L'harmonie du corps et de l'âme
Leibniz
Leibniz
Monadologie
1714
Pour Leibniz, en créant le corps et l'âme, Dieu les a "réglés au même rythme". En effet, il y a une harmonie préétablie entre les deux. Le corps est une substance qui est dotée d'une âme. Cette âme lui permet d'agir et de percevoir. Le corps et l'âme ne forment pas une seule substance, c'est l'âme qui est la seule réalité substantielle. L'âme exprime le corps. Dieu a donc pensé l'âme et le corps comme séparés, mais étant intimement liés, et fonctionnant ensemble avec harmonie. Tout est parfaitement réglé, et bien réglé, en fonction du "principe du meilleur" qui affirme que le monde est le meilleur possible.
Les âmes sont des unités et les corps sont des multitudes, mais infinies, tellement que le moindre grain de poussière contient un monde d'une infinité de créatures.
Leibniz
Monadologie, Paris, LGF, coll. "Classiques Philo", n° 4606 (1991)
1720
Pour Leibniz, l'âme et le corps conservent leurs attributs respectifs, mais le corps est tellement divisé et complexe qu'il n'entre pas en opposition avec l'âme et, en quelque sorte, se fond en elle, qui est une
Le corps propre
Merleau-Ponty
Merleau-Ponty
Phénoménologie de la perception
1945
Pour Merleau-Ponty, le corps n'est pas seulement le "corps-objet" tel que le biologiste l'étudie. Le corps n'est pas simplement objectif. Le corps, par son comportement, par sa perception, permet à l'homme d'agir. C'est le centre de l'existence de l'homme. Le philosophe voit ce corps comme "puissance à la fois d'agir et de percevoir et comme moyen pour le sujet d'insertion dans le monde." C'est le corps propre, qu'on appelle aussi corps-sujet, et qui s'oppose au corps-objet. Le corps devient alors le "véhicule de l'être au monde".
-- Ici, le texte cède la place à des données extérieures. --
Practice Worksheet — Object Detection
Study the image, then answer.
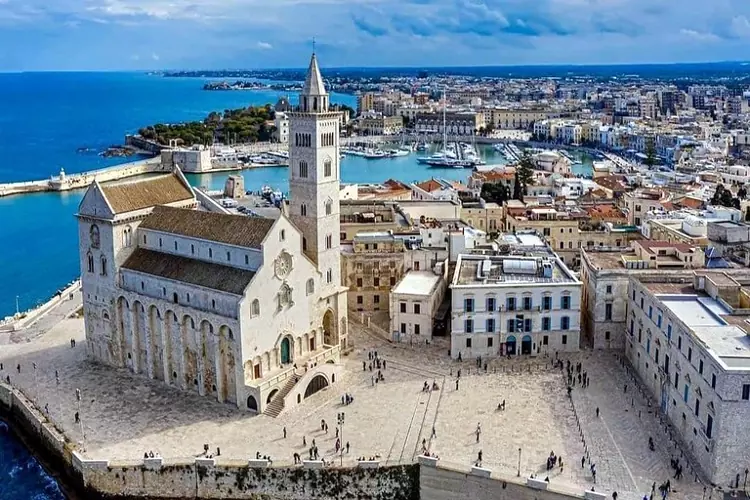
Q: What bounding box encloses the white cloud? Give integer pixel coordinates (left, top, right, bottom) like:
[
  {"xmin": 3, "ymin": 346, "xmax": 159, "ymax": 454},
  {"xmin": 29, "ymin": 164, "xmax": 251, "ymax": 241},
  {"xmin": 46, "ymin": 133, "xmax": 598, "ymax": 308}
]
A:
[{"xmin": 680, "ymin": 28, "xmax": 719, "ymax": 42}]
Mon corps n'est pas seulement un objet parmi les objets... il est un objet sensible parmi les autres qui résonne pour les sons, vibre pour toutes les couleurs...
Maurice Merleau-Ponty
Phénoménologie de la perception, Paris, éd. Gallimard, coll. "Tel" (2005)
1945
Merleau-Ponty détaille ici le caractère sensible du corps humain et sa relation au monde qui l'entoure.